Apache™ Tez generalizes the MapReduce paradigm to a more powerful framework for executing a complex DAG (directed acyclic graph) of tasks. MapReduce has been the data processing backbone for Hadoop®, but its batch-oriented nature makes it unsuited for interactive query. Tez will allow projects in the Apache Hadoop® ecosystem such as Apache Hive and Apache Pig to meet demands for fast response times and extreme throughput at petabyte scale. The Apache Tez project is part of the Stinger Initiative.
What Tez Does
Tez is the logical next step for Apache Hadoop after Apache Hadoop YARN. With YARN the community generalized Hadoop MapReduce to provide a general-purpose resource management framework wherein MapReduce became merely one of the applications that could process data in a Hadoop cluster. Tez provides a more general data-processing application to the benefit of the entire ecosystem.
Tez will speed Pig and Hive workloads by an order of magnitude. By eliminating unnecessary tasks, synchronization barriers, and reads from and write to HDFS, Tez speeds up data processing across both small-scale, low-latency and large-scale, high-throughput workloads.

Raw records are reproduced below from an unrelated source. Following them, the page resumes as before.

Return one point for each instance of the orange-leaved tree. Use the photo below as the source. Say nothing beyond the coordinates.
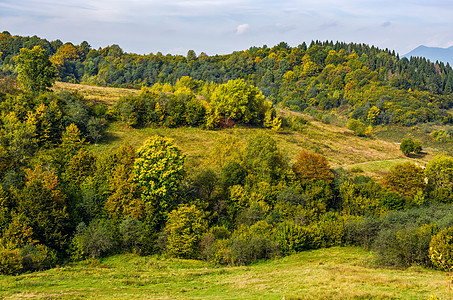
(311, 167)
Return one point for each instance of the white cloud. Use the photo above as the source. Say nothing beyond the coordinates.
(241, 29)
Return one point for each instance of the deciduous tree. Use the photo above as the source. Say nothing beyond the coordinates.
(36, 72)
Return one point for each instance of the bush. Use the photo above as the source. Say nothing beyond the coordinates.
(214, 246)
(356, 126)
(10, 261)
(405, 247)
(441, 248)
(37, 257)
(249, 244)
(361, 231)
(409, 145)
(247, 251)
(132, 233)
(292, 238)
(94, 240)
(185, 228)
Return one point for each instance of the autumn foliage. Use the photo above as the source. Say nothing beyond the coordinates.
(312, 167)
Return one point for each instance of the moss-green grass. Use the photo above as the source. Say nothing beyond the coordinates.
(339, 145)
(335, 273)
(105, 95)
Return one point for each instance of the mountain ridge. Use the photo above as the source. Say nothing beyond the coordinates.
(434, 54)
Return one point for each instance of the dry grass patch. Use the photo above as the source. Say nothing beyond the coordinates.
(106, 95)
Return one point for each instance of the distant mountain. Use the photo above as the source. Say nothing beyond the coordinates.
(433, 54)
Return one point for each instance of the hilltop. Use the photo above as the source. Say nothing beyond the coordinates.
(434, 54)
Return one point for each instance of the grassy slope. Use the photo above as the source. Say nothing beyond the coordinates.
(335, 273)
(339, 145)
(326, 273)
(105, 95)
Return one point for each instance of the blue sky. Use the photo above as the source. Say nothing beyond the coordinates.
(221, 26)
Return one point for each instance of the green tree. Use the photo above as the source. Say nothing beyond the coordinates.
(158, 171)
(35, 71)
(440, 171)
(184, 230)
(124, 200)
(358, 127)
(239, 101)
(263, 159)
(406, 179)
(43, 204)
(311, 167)
(409, 145)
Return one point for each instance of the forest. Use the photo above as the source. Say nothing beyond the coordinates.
(248, 201)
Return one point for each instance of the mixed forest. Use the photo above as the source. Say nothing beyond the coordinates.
(60, 202)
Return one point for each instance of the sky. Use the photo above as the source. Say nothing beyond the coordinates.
(224, 26)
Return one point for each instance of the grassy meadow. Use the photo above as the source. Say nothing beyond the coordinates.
(334, 273)
(370, 156)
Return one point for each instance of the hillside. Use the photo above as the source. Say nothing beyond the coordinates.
(342, 148)
(225, 173)
(434, 54)
(335, 273)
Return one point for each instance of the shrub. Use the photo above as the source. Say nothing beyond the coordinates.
(10, 261)
(409, 145)
(441, 246)
(132, 233)
(94, 240)
(405, 247)
(37, 257)
(356, 126)
(249, 244)
(185, 228)
(292, 238)
(361, 231)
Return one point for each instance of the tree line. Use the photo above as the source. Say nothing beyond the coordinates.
(369, 81)
(60, 202)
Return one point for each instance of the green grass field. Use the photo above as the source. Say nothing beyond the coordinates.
(335, 273)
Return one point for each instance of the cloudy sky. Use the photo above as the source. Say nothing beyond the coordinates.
(223, 26)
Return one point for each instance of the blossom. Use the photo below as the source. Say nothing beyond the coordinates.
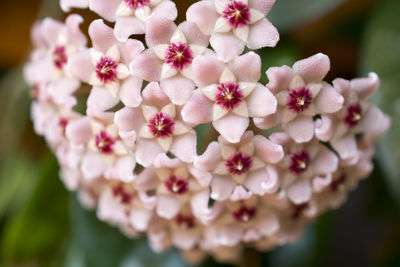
(234, 23)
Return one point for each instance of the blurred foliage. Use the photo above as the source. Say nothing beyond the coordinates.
(43, 225)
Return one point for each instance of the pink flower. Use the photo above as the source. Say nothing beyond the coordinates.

Read more on the motivations, architecture and performance gains of Apache Tez for data processing in Hadoop. The series has the following posts:
- Apache Tez: A New Chapter in Hadoop Data Processing
- Data Processing API in Apache Tez
- Runtime API in Apache Tez
- Writing a Tez Input/Processor/Output
- Apache Tez: Dynamic Graph Reconfiguration
- Reusing containers in Apache Tez
- Introducing Tez Sessions
How Tez Works
With the emergence of Apache Hadoop YARN as the basis of next generation data-processing architectures, there is a strong need for an application which can execute a complex DAG of tasks which can then be shared by other applications in the Hadoop ecosystem. The constrained DAG expressible in MapReduce (one set of maps followed by one set of reduces) often results in multiple MapReduce jobs which harm latency for short queries and throughput for large-scale queries. Tez provides a more expressive DAG of tasks, within a single application or job, that is better aligned with the required processing task. For example, any given SQL query can be expressed as a single job using Tez.